Brave Enough (Tall, Dark, and Dangerous #3)

“Not one damn minute.”

When his face is so close it begins to blur, I half expect him to take my mouth viciously, violently. With all the crazy, inexplicable want that I feel for him. But he doesn’t. He treats my lips just like he did the grape. He tastes, tests. Savors.

The touch of his mouth is firm yet soft in all the right ways. It brushes lightly over mine, back and forth, his breath tickling my flesh. I stand perfectly still, caught in the magic of the moment, the scent of him, the feel of him, the promise of him.

“Weatherly,” he breathes, running the tip of his tongue over my bottom lip in a leisurely lick. “I don’t think I’ve ever wanted something so much.”

His mouth teases mine as he speaks, each word a delicate caress that touches my lips and then resonates through me in featherlight shockwaves.

His tongue traces a silky line to the corner of my mouth and then kisses that spot. “Open for me,” he says.

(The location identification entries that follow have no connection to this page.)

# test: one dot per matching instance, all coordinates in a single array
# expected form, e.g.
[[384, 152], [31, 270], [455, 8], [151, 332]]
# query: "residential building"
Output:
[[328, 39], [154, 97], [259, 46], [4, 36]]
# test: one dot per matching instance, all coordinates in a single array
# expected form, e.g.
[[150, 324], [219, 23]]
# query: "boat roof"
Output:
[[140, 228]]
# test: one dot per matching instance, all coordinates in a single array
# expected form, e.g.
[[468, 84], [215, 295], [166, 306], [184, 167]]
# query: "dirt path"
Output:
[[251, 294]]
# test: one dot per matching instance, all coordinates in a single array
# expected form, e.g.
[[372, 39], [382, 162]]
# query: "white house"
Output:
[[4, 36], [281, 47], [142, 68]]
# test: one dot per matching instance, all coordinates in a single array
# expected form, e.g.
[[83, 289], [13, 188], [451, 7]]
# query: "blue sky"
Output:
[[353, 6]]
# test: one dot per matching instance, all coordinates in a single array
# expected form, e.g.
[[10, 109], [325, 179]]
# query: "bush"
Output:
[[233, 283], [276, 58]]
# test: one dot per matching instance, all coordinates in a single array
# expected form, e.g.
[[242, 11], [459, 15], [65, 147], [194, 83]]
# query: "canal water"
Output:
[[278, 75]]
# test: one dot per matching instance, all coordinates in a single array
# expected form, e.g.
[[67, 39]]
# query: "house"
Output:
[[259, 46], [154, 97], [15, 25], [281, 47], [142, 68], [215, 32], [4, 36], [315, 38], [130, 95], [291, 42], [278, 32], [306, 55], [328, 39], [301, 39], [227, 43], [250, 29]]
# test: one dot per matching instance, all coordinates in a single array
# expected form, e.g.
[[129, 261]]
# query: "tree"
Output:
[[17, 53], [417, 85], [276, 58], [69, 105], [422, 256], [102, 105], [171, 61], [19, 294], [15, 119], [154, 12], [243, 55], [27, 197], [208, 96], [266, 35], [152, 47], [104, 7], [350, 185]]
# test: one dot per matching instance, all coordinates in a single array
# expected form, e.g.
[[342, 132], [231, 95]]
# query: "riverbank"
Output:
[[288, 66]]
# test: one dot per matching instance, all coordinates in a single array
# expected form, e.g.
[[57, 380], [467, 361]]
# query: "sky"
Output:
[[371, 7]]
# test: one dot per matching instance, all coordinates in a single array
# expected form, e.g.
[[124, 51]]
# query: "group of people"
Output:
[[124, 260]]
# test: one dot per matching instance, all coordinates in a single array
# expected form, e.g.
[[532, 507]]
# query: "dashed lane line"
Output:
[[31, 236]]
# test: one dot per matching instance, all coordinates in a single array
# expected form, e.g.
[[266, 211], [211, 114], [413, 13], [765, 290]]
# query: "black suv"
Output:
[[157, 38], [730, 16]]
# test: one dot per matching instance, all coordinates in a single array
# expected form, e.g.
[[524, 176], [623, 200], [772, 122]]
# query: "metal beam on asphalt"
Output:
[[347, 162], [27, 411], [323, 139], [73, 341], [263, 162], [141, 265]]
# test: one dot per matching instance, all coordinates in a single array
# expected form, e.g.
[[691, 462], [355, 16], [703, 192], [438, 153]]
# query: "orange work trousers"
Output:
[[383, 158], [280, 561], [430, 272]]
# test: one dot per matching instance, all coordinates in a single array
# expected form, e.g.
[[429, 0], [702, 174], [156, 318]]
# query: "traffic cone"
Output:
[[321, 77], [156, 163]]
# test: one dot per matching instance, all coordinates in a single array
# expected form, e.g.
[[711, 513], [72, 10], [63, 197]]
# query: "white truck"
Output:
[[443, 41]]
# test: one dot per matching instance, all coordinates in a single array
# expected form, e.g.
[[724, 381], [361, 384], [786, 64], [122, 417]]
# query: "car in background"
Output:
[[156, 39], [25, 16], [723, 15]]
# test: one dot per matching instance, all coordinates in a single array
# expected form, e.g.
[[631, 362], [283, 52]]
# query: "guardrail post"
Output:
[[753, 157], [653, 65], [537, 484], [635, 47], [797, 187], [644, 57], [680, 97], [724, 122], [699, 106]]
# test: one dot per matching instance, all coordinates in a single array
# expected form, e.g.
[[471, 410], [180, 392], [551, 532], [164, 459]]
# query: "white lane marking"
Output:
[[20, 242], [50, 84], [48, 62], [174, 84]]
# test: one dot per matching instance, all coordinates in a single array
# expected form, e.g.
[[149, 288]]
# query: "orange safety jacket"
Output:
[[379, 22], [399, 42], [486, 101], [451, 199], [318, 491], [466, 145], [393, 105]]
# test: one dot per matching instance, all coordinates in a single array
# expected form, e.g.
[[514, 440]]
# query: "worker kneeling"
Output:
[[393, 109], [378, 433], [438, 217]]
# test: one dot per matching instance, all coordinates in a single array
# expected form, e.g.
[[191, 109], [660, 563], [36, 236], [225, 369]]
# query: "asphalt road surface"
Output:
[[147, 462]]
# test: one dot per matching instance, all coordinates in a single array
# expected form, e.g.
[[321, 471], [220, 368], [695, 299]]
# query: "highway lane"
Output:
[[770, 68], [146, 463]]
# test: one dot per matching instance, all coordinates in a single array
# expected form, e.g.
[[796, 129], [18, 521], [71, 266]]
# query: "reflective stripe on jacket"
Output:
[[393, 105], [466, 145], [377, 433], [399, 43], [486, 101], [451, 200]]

I do. Instantly. He doesn’t have to ask twice.

I part my lips and welcome Tag in. His mouth covers mine and his tongue dips inside, beginning as a tentative exploration. One hand sweeps up my back and curls around my nape, Tag’s fingers weaving into my hair. Chills spread down my arms and I lean into him, sinking into his kiss like it’s a pool of warm, inviting honey.

A soft moan escapes my throat. Seconds later, an answering growl vibrates in Tag’s chest. And then I feel fire. The tilt of his head is the only warning I get before his other hand slides around my waist and crushes me to him.

Tag’s lips become fierce. Hungry. His tongue becomes persistent. Persuasive. All the palpable chemistry between us ignites, exploding into the voracious devouring that I was expecting from the start.

I’m not ready for it to be over when he pulls away, panting as hard as I am. We’re still mashed together from chest to thigh and I can feel the race of his heart, mirroring my own. “Holy shit!” he breathes.

“Wow,” I whisper, feeling dizzy and off-kilter after those few whirlwind seconds.

Tag’s lovely lips split into a smug grin. “Damn right. See how good we are together?”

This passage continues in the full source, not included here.